In this study, despite higher proportion of patients with levator involvement (52% vs. 17% for ELAPER vs. conventional APER, respectively), ELAPER led to lower rates of CRM involvement compared with conventional APER in patients with low rectal cancer, although on univariate analysis, it did not reach statistical significance (Table 4). Rates of intra operative tumor site perforation were comparable between the two groups. Reported rates of CRM involvement and tumor site perforation in literature for APER are 11–52% and 10–19%, respectively. Those for ELAPER are 7–17% and 3.5–13%, respectively. Studies comparing these two surgical techniques are divided, with some of them clearly showing the superiority of ELAPER over APER for CRM involvement (13,15), whereas others having failed to demonstrate the same (12,20–22). Only one randomized trial did show significantly lower rates of local recurrence with ELAPER. But, it was a small study (n=67) and less than 30% of the patients received neoadjuvant treatment which is the standard of care at present (16). Owing to these issues, it cannot be considered as a robust evidence. Stelzner et al. (14) performed a systematic review of 1,097 patients comparing ELAPER with APER and found that rates of CRM involvement, tumor site perforation, and local recurrence were significantly lesser with ELAPER. In contrast, Krishna et al. (17) performed a similar review and questioned the role of ELAPER. In this study, the rates of CRM involvement were lower in both the groups compared with the reported series. This is the result of high volumes of rectal cancers at our center, standardization of the operative technique, and supervision of the perineal part of the surgeries by the two senior surgeons.
In this study, the need for flap reconstruction was higher with ELAPER compared with conventional, which is consistent with the literature APER (22). The rates of perineal wound complications were not significantly higher with ELAPER compared with conventional APER owing to better case selection with more liberal use of plastic reconstruction whenever tight primary closure was anticipated and expertise of plastic surgery team at our institute. Although the use of biological mesh in pelvic floor repair is advocated for reducing the incidence of perineal hernia, it was not used routinely as a result of higher cost and difficulty in procurement (23).
ELAPER is being looked upon as a better way of performing APER for low rectal cancers. LOREC project looked at training radiologist, surgeons, and pathologists using the cadaver models (24). Extent of levator involvement is the single most important factor in deciding the approach. We compared two groups of patients and found higher CRM involvement in patients undergoing conventional APER. In spite of smaller comparison groups, fewer numbers of events in both the groups and a possible selection bias in this study, ELAPER appears to be oncologically superior for tumors involving levators. Only a well-conducted prospective randomized trial comparing ELAPER with conventional APER can solve this dilemma.

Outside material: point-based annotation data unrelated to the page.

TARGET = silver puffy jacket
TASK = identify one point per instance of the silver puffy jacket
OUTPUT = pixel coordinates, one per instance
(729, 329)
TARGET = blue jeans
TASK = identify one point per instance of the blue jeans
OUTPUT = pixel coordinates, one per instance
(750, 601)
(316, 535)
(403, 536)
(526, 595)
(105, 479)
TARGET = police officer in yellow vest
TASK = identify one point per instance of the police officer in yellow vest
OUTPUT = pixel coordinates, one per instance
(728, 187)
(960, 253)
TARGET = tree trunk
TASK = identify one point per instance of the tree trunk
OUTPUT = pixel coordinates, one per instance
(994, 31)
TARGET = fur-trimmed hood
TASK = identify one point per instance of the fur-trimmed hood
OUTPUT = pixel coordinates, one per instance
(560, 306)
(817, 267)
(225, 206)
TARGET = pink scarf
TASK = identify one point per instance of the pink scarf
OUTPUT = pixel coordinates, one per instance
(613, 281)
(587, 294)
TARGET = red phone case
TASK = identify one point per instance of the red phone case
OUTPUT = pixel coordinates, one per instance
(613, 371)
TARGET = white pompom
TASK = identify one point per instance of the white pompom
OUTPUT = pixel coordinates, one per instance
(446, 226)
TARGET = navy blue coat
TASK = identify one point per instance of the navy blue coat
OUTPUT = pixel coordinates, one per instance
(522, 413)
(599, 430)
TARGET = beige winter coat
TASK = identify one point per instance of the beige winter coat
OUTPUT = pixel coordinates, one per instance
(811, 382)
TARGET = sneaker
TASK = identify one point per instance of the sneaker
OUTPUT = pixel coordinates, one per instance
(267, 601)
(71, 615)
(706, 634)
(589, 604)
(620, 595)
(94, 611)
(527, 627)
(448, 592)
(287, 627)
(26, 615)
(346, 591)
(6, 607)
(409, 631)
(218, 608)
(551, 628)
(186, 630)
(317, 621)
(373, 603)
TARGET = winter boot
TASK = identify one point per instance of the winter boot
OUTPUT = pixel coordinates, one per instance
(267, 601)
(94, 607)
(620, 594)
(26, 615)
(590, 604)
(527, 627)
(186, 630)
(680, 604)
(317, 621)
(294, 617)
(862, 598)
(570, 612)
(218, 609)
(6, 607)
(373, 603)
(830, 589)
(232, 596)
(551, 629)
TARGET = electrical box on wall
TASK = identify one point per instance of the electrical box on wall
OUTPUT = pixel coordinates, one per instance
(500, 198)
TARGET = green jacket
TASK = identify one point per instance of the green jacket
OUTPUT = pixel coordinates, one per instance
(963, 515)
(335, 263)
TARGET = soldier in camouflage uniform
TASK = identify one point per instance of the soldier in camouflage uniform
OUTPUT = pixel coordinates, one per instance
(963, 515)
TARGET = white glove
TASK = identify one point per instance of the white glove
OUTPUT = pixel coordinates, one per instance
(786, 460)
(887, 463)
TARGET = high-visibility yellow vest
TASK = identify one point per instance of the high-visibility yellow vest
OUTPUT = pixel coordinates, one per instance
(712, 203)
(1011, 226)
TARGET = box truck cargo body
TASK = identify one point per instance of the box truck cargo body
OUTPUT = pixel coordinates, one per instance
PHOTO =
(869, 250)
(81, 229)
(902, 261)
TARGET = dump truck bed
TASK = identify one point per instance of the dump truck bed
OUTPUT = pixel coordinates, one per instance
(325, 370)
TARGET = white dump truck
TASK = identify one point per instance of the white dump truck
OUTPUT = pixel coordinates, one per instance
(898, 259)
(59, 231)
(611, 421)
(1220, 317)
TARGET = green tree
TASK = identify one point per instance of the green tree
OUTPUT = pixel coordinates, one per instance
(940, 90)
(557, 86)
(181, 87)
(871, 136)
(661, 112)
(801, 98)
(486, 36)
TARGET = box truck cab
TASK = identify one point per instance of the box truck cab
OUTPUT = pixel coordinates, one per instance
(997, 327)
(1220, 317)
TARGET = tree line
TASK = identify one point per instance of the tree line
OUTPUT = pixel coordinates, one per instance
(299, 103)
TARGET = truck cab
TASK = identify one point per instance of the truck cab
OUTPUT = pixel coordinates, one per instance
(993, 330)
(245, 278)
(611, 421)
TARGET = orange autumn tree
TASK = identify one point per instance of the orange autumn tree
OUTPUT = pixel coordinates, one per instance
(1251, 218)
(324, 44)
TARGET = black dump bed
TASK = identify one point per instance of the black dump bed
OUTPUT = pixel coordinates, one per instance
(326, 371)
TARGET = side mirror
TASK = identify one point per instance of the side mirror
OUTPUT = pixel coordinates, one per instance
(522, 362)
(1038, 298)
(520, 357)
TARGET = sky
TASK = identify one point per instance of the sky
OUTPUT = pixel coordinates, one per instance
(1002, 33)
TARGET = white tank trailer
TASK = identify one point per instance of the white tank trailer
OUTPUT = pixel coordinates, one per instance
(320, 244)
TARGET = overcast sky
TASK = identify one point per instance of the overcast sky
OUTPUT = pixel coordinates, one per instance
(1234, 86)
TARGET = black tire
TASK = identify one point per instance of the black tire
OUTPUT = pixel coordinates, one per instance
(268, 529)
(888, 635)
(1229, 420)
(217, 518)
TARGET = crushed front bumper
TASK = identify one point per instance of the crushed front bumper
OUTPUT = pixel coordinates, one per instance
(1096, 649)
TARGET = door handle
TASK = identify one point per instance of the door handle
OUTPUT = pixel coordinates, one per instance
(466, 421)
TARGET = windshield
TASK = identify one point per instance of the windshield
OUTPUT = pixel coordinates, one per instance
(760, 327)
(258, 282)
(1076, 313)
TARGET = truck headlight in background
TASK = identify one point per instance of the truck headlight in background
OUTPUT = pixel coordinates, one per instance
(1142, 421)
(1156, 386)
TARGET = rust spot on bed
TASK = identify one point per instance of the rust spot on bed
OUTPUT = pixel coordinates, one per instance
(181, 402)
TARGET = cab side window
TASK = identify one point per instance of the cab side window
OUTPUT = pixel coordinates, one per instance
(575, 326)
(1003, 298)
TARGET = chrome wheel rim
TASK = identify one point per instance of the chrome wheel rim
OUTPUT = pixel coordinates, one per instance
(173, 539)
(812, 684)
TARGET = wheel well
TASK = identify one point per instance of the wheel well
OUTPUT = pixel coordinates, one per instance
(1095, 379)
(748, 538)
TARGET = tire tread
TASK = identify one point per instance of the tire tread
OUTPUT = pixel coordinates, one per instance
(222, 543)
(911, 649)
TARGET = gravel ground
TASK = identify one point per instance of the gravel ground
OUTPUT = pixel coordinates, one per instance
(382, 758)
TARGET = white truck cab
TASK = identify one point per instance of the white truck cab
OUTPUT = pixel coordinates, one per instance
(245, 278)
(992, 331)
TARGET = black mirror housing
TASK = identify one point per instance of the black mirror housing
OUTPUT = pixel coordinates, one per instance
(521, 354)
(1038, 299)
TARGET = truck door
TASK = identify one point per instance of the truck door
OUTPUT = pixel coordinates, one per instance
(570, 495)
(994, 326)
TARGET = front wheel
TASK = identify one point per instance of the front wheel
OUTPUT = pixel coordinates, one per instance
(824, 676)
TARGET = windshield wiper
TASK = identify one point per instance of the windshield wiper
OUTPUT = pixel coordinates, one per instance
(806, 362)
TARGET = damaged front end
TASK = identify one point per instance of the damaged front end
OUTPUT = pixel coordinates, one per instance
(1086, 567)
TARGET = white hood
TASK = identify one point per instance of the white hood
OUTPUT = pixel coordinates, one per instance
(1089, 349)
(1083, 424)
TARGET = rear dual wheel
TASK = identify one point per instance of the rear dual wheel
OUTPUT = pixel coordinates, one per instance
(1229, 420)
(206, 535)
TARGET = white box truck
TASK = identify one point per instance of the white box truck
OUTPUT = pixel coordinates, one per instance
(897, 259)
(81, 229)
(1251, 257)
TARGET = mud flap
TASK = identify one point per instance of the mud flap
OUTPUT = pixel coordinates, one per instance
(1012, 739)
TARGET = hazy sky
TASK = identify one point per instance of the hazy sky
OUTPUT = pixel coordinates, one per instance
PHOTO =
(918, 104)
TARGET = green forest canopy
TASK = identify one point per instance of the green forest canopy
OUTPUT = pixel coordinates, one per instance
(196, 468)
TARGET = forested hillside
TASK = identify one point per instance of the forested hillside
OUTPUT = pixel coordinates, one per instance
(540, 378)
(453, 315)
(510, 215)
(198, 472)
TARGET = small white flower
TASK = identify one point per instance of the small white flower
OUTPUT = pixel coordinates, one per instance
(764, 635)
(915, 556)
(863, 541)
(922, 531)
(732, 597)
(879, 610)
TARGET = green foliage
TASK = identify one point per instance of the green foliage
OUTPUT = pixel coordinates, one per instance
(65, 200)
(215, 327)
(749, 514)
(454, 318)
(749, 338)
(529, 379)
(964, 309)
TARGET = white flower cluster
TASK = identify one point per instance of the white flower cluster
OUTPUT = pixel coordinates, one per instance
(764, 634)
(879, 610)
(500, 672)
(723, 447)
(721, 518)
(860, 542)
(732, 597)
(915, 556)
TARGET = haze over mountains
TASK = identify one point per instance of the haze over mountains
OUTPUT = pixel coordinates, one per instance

ELAPER should be the preferred approach for low rectal tumors with involvement of levators. For those cases in which levators are not involved, as shown in preoperative MRI, the current evidence is insufficient to recommend ELAPER over conventional APER. This stresses the importance of preoperative MRI in determining the best approach for an individual patient. Time is right for a randomized trial comparing the results of ELAPER with conventional APER in this subgroup of patients.
Conflicts of Interest: The authors have no conflicts of interest to declare.